HundredGigE1/0/1 is link-up
   MAC authentication         : Enabled
   Carry User-IP              : Disabled
   Authentication domain      : Not configured
   Auth-delay timer           : Disabled
   Periodic reauth            : Disabled
   Re-auth server-unreachable : Logoff
   Guest VLAN                 : Not configured
   Guest VLAN auth-period     : 30 s
   Critical VLAN              : Not configured
   Critical voice VLAN        : Disabled
   Host mode                  : Single VLAN
   Offline detection          : Enabled
   Authentication order       : Default
   Guest VSI                  : Not configured
   Guest VSI auth-period      : 30 s
   Critical VSI               : Not configured
   Max online users           : 4294967295
   Authentication attempts    : successful 3, failed 7
   Current online users       : 3
          MAC address       Auth state
          1234-0300-0011    Authenticated
          1234-0300-0012    Authenticated
          1234-0300-0013    Authenticated

# Display 802.1X authentication information. Verify that HundredGigE 1/0/1 allows only one 802.1X user to be authenticated.

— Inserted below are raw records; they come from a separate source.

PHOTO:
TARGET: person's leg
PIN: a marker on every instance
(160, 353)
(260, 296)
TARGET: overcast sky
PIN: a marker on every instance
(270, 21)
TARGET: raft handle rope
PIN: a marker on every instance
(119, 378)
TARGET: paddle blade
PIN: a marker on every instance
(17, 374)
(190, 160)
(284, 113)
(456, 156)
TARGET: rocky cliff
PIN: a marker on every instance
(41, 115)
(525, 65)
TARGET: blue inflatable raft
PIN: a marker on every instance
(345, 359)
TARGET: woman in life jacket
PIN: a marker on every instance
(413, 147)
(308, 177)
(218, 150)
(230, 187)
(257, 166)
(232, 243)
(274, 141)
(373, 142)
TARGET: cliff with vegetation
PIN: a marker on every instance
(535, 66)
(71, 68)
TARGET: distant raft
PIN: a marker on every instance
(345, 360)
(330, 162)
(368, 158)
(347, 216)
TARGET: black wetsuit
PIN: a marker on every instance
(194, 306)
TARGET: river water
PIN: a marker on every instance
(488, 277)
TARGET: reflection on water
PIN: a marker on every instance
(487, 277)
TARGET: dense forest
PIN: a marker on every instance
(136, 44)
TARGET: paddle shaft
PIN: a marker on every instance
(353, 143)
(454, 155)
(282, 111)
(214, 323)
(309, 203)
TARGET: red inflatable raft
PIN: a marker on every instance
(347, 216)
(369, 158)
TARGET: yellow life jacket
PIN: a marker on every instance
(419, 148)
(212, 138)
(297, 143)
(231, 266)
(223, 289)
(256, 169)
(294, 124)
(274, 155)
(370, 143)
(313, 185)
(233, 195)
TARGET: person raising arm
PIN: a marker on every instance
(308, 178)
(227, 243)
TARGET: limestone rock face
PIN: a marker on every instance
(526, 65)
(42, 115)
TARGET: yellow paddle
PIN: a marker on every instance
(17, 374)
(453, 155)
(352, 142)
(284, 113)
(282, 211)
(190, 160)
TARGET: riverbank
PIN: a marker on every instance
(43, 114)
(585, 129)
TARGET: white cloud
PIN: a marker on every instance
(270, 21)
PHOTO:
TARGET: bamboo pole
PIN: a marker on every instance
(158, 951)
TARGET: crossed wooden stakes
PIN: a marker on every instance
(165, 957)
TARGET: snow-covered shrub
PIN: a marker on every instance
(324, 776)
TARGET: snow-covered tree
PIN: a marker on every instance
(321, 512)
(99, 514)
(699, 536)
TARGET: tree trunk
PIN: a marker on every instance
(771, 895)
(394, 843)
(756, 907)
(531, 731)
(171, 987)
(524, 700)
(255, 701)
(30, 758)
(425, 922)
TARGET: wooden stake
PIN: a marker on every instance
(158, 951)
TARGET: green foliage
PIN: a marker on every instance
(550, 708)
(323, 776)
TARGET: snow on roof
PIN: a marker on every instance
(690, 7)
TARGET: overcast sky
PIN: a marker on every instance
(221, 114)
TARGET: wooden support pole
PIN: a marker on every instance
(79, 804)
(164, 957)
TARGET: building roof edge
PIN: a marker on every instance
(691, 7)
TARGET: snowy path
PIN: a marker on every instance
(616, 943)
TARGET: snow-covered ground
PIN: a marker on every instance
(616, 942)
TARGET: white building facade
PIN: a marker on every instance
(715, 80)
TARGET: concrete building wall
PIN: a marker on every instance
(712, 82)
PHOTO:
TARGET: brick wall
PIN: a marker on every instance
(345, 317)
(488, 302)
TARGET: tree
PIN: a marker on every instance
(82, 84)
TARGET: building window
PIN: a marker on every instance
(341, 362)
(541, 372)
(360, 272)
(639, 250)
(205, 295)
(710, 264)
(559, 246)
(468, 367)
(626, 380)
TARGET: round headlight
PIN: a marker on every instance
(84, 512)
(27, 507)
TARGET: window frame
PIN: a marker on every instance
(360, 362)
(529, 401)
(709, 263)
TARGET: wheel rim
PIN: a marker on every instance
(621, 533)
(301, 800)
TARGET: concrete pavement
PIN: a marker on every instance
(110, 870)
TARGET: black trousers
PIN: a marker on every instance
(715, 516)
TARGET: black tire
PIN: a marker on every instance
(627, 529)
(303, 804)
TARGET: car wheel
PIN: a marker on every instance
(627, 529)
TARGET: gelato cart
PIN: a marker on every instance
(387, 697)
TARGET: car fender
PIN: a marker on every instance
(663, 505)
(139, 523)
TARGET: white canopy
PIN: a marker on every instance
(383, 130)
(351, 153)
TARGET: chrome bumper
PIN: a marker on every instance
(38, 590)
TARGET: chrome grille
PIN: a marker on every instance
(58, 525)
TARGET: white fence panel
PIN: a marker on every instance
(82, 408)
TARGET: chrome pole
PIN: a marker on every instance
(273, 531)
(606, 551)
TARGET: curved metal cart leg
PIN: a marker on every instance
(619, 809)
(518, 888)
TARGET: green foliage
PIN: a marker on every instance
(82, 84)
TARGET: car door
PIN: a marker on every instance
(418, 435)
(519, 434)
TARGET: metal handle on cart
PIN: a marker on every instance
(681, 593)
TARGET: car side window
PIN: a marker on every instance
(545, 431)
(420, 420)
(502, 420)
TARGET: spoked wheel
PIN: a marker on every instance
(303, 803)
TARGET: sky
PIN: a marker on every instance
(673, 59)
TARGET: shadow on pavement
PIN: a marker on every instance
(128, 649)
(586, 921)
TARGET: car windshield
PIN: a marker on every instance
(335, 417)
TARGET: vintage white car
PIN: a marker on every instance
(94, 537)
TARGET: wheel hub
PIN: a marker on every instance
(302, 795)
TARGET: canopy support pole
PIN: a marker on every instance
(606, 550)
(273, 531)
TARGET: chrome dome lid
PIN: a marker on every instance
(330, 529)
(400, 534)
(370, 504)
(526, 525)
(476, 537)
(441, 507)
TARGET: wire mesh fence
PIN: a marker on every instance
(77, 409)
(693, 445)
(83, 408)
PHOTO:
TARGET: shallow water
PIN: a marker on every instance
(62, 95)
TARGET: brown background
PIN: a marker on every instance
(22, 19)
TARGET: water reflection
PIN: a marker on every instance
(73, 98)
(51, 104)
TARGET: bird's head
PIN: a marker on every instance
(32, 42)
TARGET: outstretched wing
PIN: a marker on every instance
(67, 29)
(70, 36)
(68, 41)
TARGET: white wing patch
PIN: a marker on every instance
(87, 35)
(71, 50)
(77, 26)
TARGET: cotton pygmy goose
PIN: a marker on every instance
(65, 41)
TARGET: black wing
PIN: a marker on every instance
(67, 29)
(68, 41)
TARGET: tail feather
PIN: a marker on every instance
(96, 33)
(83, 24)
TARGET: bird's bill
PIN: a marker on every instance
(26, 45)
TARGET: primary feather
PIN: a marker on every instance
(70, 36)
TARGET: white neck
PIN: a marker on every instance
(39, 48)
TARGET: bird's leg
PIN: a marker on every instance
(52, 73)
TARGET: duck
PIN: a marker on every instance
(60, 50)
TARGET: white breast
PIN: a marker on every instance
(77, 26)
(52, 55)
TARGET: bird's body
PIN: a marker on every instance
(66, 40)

[Device] display dot1x interface hundredgige 1/0/1
Global 802.1X parameters:
   802.1X authentication  : Enabled
   CHAP authentication    : Enabled
   Max-tx period          : 30 s
   Handshake period       : 15 s
   Quiet timer            : Disabled
       Quiet period       : 60 s
   Supp timeout           : 30 s
   Server timeout         : 100 s
   Reauth period          : 3600 s
   Max auth requests      : 2
   EAD assistant function : Disabled
       EAD timeout        : 30 min
   Domain delimiter       : @
 Online 802.1X users      : 1

 HundredGigE1/0/1  is link-up
   802.1X authentication      : Enabled
   Handshake                  : Enabled
   Handshake reply            : Disabled
   Handshake security         : Disabled
   Unicast trigger            : Disabled
   Periodic reauth            : Disabled
   Port role                  : Authenticator
   Authorization mode         : Auto
   Port access control        : MAC-based
   Multicast trigger          : Enabled
   Mandatory auth domain      : sun
   Guest VLAN                 : Not configured
   Auth-Fail VLAN             : Not configured
   Critical VLAN              : Not configured
   Critical voice VLAN        : Disabled
   Add Guest VLAN delay       : Disabled
   Re-auth server-unreachable : Logoff
   Max online users           : 4294967295
   User IP freezing           : Disabled
   Reauth period              : 60 s
   Send Packets Without Tag   : Disabled
   Max Attempts Fail Number   : 0
   Auth-Fail VSI              : Not configured
   Critical VSI               : Not configured
   Add Guest VSI delay        : Disabled

   EAPOL packets: Tx 16331, Rx 102
   Sent EAP Request/Identity packets : 16316
        EAP Request/Challenge packets: 6
        EAP Success packets: 4
        EAP Failure packets: 5
   Received EAPOL Start packets : 6
            EAPOL LogOff packets: 2
            EAP Response/Identity packets : 80
            EAP Response/Challenge packets: 6
            Error packets: 0
   Online 802.1X users: 1
          MAC address         Auth state
          0002-0000-0011      Authenticated

# Verify that frames with an unknown destination MAC address, multicast address, or broadcast address are discarded. (Details not shown.)